I first saw Shashi Kapoor perform with Shakespearewallahs, his father-in-law’s itinerant theatre group in the early 1960s. I saw some of his early films like Dharamputra and later his first hit Jab Jab Phool Khile in 1965. I first met him in Mumbai in 1972 while he was shooting for Aa Gale Lag Ja. Since then we have been more than mere acquaintances. We met regularly in studios or small get-togethers. I wrote a story for a film starring him in the seventies and songs for a couple of his other films. What attracted me to him was his suave, gentlemanly behaviour which allowed him to be a part of the south Bombay sophisticates yet be on back-slapping terms with mainstream filmmakers like Yash Chopra, Prakash Mehra and Manmohan Desai.

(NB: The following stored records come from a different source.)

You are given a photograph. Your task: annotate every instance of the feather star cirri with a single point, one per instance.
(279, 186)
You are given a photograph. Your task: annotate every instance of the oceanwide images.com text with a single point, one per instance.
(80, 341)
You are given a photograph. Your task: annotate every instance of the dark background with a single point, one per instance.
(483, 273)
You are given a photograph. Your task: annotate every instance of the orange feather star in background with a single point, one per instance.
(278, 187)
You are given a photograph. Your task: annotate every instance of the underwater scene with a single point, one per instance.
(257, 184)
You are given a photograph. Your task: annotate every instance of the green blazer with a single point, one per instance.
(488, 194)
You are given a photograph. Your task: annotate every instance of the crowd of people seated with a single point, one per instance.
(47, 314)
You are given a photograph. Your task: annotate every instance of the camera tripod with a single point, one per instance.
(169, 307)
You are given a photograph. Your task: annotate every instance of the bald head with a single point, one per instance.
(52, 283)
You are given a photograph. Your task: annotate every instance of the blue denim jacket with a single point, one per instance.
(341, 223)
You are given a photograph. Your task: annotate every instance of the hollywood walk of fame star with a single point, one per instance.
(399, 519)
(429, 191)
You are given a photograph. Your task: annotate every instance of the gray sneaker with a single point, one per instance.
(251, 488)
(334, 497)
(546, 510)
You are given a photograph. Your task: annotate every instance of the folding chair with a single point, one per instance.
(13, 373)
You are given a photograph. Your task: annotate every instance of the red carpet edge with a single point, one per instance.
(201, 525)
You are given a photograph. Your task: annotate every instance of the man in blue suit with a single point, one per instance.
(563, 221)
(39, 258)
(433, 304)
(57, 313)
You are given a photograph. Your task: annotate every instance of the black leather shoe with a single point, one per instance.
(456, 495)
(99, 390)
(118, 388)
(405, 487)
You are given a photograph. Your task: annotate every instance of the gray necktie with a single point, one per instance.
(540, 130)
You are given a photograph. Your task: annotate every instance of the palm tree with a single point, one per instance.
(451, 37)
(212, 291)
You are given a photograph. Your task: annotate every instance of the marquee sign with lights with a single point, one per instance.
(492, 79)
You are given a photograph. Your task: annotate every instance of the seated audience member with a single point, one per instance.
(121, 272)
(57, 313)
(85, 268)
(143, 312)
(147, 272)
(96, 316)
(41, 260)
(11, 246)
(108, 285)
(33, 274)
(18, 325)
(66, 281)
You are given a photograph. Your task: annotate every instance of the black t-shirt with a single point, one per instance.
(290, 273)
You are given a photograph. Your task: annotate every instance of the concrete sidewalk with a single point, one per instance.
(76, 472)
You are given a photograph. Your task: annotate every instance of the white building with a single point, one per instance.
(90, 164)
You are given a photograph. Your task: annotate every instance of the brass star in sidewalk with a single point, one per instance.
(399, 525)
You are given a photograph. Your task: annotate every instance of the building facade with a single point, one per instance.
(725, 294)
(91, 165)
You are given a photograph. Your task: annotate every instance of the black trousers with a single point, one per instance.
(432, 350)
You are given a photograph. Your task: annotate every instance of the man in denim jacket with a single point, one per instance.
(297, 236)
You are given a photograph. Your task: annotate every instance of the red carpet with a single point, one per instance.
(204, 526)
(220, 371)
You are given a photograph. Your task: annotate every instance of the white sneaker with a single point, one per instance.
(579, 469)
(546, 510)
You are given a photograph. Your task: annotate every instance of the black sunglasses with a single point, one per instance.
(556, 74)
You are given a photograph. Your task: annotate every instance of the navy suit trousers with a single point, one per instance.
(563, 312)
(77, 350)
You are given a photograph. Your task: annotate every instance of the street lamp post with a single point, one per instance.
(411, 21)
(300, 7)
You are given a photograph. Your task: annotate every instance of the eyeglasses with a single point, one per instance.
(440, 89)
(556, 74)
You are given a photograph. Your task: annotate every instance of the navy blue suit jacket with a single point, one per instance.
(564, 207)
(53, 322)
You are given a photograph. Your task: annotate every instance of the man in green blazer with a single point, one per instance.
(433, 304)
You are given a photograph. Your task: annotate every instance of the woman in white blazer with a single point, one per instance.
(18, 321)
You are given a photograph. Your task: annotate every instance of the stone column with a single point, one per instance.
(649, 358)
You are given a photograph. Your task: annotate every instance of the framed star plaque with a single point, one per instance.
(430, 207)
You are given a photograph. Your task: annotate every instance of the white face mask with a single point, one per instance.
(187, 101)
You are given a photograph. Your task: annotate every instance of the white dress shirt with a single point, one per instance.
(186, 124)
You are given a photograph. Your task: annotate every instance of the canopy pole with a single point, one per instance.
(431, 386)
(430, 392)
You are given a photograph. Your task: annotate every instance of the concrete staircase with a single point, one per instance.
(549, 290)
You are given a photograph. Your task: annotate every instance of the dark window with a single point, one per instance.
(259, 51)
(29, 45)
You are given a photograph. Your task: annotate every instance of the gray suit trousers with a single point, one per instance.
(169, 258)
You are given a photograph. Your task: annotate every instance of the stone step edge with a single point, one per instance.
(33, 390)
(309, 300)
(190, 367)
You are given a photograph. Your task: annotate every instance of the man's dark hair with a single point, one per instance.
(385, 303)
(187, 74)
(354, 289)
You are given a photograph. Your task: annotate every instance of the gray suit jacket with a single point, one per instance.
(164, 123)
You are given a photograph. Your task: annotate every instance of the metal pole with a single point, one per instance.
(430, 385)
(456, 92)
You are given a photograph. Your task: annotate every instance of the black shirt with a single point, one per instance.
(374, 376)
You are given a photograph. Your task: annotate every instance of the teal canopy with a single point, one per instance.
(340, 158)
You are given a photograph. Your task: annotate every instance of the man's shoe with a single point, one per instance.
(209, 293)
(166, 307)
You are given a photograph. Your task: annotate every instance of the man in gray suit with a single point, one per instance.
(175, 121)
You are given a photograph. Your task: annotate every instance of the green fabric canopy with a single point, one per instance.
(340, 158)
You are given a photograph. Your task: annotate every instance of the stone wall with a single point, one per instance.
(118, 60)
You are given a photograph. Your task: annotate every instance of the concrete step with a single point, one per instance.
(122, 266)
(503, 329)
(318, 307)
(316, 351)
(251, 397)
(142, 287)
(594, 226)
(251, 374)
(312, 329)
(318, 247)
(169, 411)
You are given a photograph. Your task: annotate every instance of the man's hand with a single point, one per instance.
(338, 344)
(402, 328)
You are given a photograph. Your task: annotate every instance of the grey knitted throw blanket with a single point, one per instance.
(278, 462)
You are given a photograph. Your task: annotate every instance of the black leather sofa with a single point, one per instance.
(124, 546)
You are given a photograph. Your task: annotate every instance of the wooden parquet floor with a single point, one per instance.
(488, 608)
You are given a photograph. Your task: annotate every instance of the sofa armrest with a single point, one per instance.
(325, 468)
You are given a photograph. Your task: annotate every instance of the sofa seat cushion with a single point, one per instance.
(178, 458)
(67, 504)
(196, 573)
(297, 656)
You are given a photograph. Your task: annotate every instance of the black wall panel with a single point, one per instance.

|In Jab Jab Phool Khile (1965)|
Shashi comes from Bollywood’s most distinguished families; yet he took time and effort over decades to build his own little niche. I have often said that he is the most underrated actor of his generation and the sheer diversity of his 120 odd films stands testimony to this. He began as a child actor in brother Raj Kapoor’s Aag (and a couple more) and then after a hiatus started acting in his father’s drama repertory, Prithvi Theatre. However, the most significant turning point of his career was his involvement with father-in law’s theatre group Shakespearewallahs. It was here that Shashi not merely honed his acting talent but found his wife, the utterly charming Jennifer.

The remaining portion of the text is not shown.